Tuesday, December 18, 2012

Hands Off Germany’s Neo-Nazi Party

by Lucian Kim

New York Times

December 18, 2012

Last Friday appeared to be a good day for German democracy. The Bundesrat, or upper house of Parliament, voted to ban the extreme-right National Democratic Party for trying to undermine the country’s constitutional order with its “anti-Semitic, racist and xenophobic stance.” The party, known by its German initials N.P.D., regrets the Nazis’ defeat in World War II, wants to take Germany out of NATO and agitates to send immigrants “home.”

Yet the Bundesrat, controlled by the opposition, is fighting the wrong fight. The chances are slim that the Constitutional Court will back the ban and rule that the N.P.D. threatens Germany’s democracy. Only two parties — West Germany’s Communist Party and the immediate successor to the Nazi Party — have ever been banned, both more than 50 years ago.

And if the N.P.D. survives, it could emerge stronger than before.

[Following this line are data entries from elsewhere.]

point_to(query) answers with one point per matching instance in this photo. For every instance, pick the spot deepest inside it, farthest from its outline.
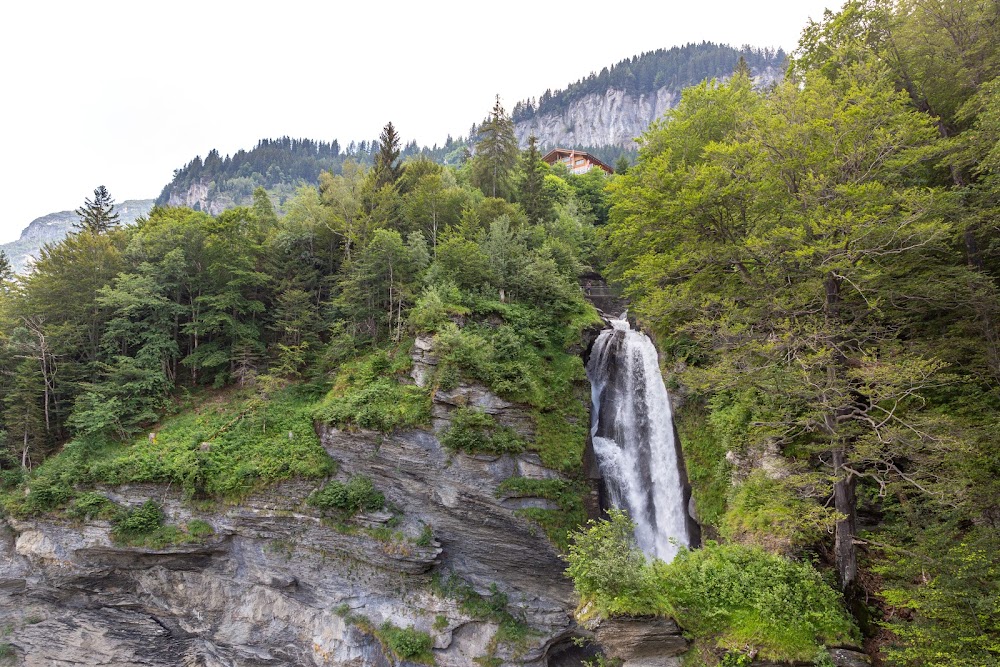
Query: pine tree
(742, 68)
(387, 170)
(622, 165)
(531, 191)
(496, 153)
(6, 269)
(97, 215)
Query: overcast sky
(121, 94)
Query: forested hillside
(817, 261)
(114, 321)
(54, 227)
(819, 264)
(280, 166)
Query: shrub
(769, 513)
(367, 394)
(406, 643)
(608, 569)
(358, 494)
(473, 431)
(739, 597)
(199, 529)
(728, 597)
(91, 505)
(45, 495)
(139, 521)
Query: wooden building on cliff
(578, 162)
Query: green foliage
(46, 494)
(437, 306)
(199, 529)
(740, 598)
(609, 570)
(406, 643)
(950, 591)
(725, 596)
(368, 393)
(357, 495)
(492, 608)
(705, 459)
(226, 447)
(91, 505)
(472, 431)
(138, 522)
(557, 523)
(774, 514)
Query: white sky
(122, 93)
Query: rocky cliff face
(615, 118)
(54, 227)
(197, 196)
(278, 585)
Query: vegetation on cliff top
(728, 598)
(196, 351)
(818, 263)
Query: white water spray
(633, 434)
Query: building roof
(559, 153)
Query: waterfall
(633, 435)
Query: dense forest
(282, 165)
(676, 67)
(115, 326)
(817, 262)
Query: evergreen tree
(742, 68)
(496, 154)
(388, 169)
(531, 190)
(97, 215)
(6, 269)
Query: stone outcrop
(278, 585)
(54, 227)
(614, 118)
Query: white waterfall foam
(633, 437)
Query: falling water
(633, 436)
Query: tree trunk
(844, 503)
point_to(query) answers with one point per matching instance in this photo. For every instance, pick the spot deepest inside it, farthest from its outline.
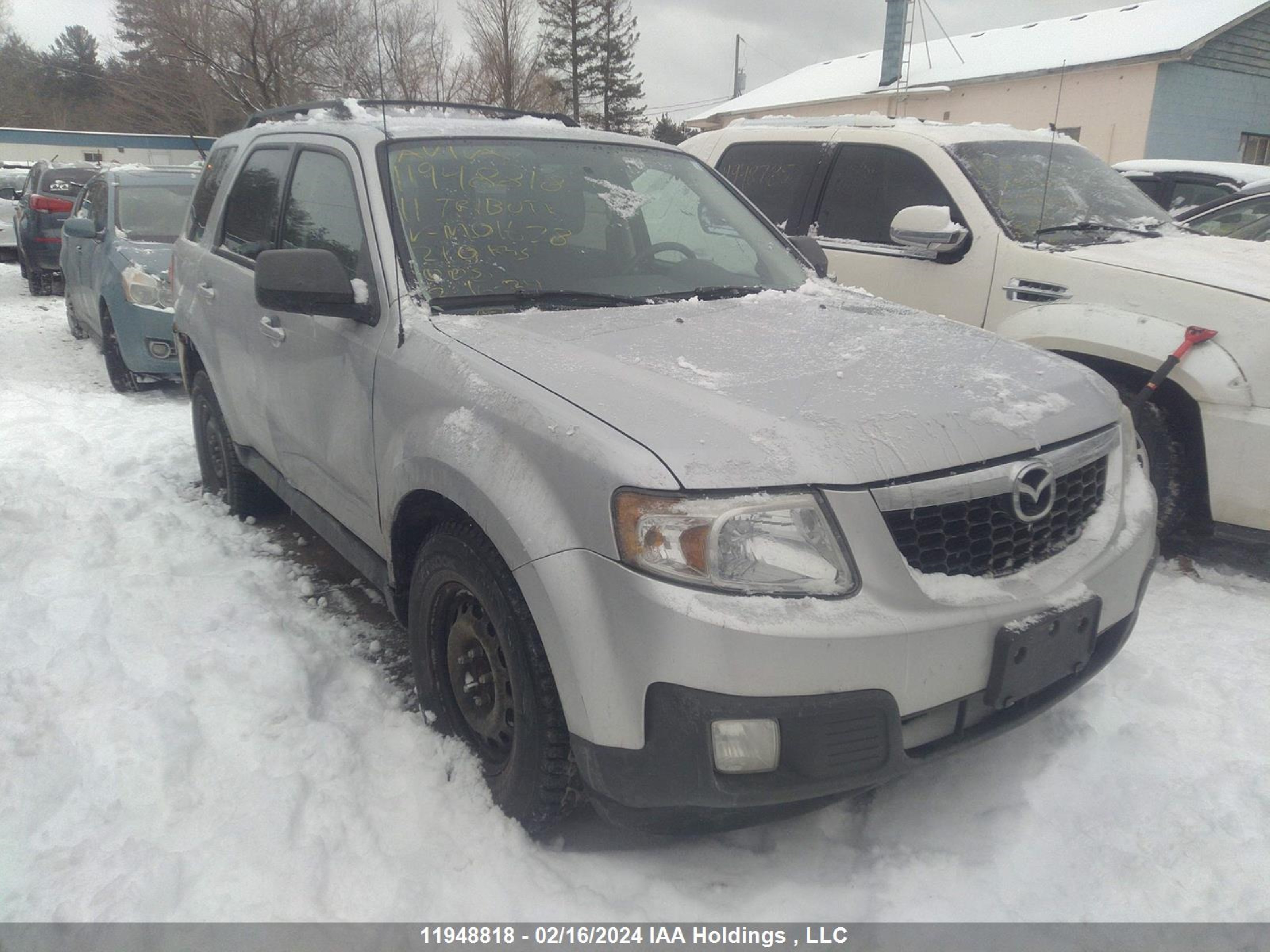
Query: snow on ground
(186, 734)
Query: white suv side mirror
(929, 228)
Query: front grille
(983, 536)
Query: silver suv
(667, 520)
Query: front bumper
(831, 744)
(134, 328)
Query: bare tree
(258, 52)
(507, 55)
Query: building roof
(1132, 31)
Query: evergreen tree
(571, 46)
(73, 65)
(667, 130)
(619, 86)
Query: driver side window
(673, 214)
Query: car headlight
(143, 289)
(755, 544)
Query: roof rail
(340, 108)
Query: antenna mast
(1049, 163)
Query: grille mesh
(983, 536)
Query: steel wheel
(479, 681)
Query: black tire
(73, 324)
(121, 378)
(469, 625)
(224, 475)
(1164, 456)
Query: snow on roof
(934, 130)
(1235, 172)
(1124, 32)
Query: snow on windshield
(1018, 178)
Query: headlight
(143, 289)
(757, 544)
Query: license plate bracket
(1032, 657)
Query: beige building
(1162, 79)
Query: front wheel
(1161, 454)
(224, 474)
(73, 324)
(121, 378)
(482, 670)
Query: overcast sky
(686, 49)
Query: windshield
(529, 219)
(152, 213)
(65, 182)
(1083, 191)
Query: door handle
(272, 330)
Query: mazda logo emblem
(1033, 493)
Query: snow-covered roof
(1241, 173)
(1126, 32)
(934, 130)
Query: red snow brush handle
(1194, 336)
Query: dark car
(1245, 215)
(48, 198)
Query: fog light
(746, 747)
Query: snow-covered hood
(817, 386)
(1243, 267)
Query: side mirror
(304, 280)
(79, 228)
(812, 252)
(929, 228)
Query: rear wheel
(224, 474)
(121, 378)
(482, 670)
(73, 322)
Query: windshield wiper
(522, 300)
(1097, 226)
(713, 292)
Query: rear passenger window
(774, 176)
(252, 209)
(209, 186)
(323, 213)
(868, 186)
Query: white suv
(1103, 277)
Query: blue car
(116, 252)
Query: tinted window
(774, 176)
(101, 205)
(65, 183)
(252, 209)
(152, 213)
(1016, 178)
(209, 184)
(1232, 219)
(505, 216)
(322, 211)
(868, 186)
(1189, 195)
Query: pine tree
(619, 87)
(571, 46)
(73, 65)
(670, 131)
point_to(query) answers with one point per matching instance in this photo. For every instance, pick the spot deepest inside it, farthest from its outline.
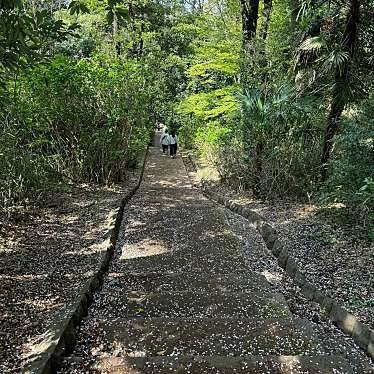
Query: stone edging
(60, 337)
(347, 322)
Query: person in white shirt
(173, 142)
(164, 141)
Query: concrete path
(180, 297)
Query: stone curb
(348, 323)
(60, 338)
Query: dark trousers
(173, 149)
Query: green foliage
(83, 120)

Founded in 1964, the N.P.D. was a fringe party in West Germany. After German reunification in 1990, it experienced a brief revival in the former East Germany among the young, disgruntled and unemployed. Today, it has about 6,000 members and holds seats in just two state assemblies. The N.P.D. represents about 1 percent of the electorate nationwide and has no hope of getting into Parliament.